Cellule staminali, in vigore la nuova ordinanza sul cordone ombelicale

Cellule staminali, in vigore la nuova ordinanza sul cordone ombelicale

Il Ministero del Lavoro, Salute e Politiche Sociali ha emanato il 26 febbraio 2009 l’ordinanza “Disposizioni in materia di conservazione di cellule staminali da  sangue del cordone
ombelicale”, entrata in vigore il 1° marzo 2009.

L’ordinanza afferma il principio che la conservazione del sangue da cordone ombelicale rappresenta un interesse primario per il servizio sanitario nazionale.

Autorizza la conservazione per uso allogenico (cioè in favore di persone diverse da quelle da cui le cellule sono prelevate), a fini solidaristici, in strutture pubbliche a ciò
dedicate.

E’ consentita, inoltre, la conservazione di sangue da cordone ombelicale per uso dedicato al neonato stesso o a consanguineo con patologia in atto al momento della raccolta, “per la quale
risulti scientificamente fondato e clinicamente appropriato l’utilizzo di cellule staminali da sangue cordonale, previa presentazione di motivata documentazione clinico sanitaria”.

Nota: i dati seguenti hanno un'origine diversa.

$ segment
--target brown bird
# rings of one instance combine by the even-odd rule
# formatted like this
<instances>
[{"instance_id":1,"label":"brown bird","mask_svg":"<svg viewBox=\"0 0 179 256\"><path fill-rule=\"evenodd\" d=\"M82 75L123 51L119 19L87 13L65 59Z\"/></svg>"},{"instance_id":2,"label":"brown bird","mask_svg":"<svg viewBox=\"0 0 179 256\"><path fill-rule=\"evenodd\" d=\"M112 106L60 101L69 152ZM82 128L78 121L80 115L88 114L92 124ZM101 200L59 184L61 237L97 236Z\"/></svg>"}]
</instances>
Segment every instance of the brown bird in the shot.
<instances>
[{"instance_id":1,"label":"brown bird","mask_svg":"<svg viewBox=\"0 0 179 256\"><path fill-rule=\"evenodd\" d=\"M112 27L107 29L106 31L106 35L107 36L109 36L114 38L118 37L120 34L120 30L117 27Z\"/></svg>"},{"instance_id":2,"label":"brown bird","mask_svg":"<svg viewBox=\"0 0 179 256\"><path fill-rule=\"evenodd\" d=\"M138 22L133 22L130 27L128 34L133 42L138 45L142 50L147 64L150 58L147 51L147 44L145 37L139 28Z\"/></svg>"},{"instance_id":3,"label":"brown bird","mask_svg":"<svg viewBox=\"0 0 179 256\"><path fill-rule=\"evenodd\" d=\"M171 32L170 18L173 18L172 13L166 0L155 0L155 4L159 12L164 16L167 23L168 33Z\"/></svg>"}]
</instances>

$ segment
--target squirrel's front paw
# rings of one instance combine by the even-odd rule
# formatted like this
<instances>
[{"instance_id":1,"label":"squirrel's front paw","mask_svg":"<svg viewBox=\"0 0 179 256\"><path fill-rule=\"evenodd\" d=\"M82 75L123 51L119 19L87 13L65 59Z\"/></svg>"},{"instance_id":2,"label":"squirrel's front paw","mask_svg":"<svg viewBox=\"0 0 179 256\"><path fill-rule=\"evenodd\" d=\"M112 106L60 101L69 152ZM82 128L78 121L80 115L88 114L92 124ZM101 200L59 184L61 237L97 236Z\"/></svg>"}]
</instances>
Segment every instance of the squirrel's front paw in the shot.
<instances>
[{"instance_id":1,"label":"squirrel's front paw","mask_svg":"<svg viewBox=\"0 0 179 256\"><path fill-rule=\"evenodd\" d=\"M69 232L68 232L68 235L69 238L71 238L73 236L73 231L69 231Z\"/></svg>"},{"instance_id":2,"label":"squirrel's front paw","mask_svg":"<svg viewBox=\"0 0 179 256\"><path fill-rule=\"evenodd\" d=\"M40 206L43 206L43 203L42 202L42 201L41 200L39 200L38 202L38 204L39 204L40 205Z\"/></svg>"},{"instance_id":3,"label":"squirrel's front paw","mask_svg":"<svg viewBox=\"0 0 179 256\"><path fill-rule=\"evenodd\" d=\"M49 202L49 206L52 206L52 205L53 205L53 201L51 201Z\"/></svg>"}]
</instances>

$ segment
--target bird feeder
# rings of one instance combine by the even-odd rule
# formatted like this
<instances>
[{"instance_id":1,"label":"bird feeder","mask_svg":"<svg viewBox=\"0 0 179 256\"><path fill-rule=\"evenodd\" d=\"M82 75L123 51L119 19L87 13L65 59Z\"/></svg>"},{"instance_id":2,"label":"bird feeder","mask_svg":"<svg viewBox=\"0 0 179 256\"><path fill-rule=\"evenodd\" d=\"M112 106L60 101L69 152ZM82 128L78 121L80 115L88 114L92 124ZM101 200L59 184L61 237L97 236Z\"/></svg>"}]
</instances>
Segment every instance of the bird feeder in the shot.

La conservazione per uso personale è permessa anche nel caso di famiglie a rischio di avere figli affetti da malattie genetiche per le quali risulti clinicamente appropriato l’utilizzo
di tali cellule.

In questi casi si tratta di “donazione dedicata” e le cellule staminali, conservate gratuitamente nelle banche italiane, sono ad esclusiva disposizione del soggetto al quale sono state dedicate
in ragione della sua patologia.

La conservazione, autorizzata dalle Regioni e senza oneri a carico dei richiedenti, avviene nelle strutture trasfusionali pubbliche ed in quelle indicate dalla legge 219/2005.

E’ vietata l’istituzione di banche per tale conservazione presso strutture sanitarie private e ogni forma di pubblicità ad esse connessa.

L’ordinanza prevede che entro il 31 dicembre 2009 venga disciplinata, con decreto del ministero del Lavoro, la conservazione di sangue cordonale per uso autologo  ”sulla base di
indicazioni appropriate sostenute da evidenze scientifiche consolidate”.

Esportazione di campioni di sangue all’estero

Rimane in vigore la possibilità di esportare presso strutture estere campioni di sangue da cordone ombelicale per uso autologo (personale), per i soggetti interessati che ne fanno
richiesta, se autorizzati dal ministero. 

La richiesta di autorizzazione, contenente tutte le informazioni indicate nel modulo allegato all’ ordinanza (tra cui i dati anagrafici dei genitori richiedenti, idonea certificazione della
struttura ove viene raccolto il campione)  deve pervenire al seguente indirizzo:

Ministero del lavoro, della salute e delle politiche sociali- Direzione generale della prevenzione sanitaria – Ufficio VIII – Via Giorgio Ribotta, 5 – 00144 Roma, a mezzo raccomandata, in tempo
utile e comunque almeno entro i tre giorni lavorativi precedenti la data di spedizione del campione di sangue cordonale.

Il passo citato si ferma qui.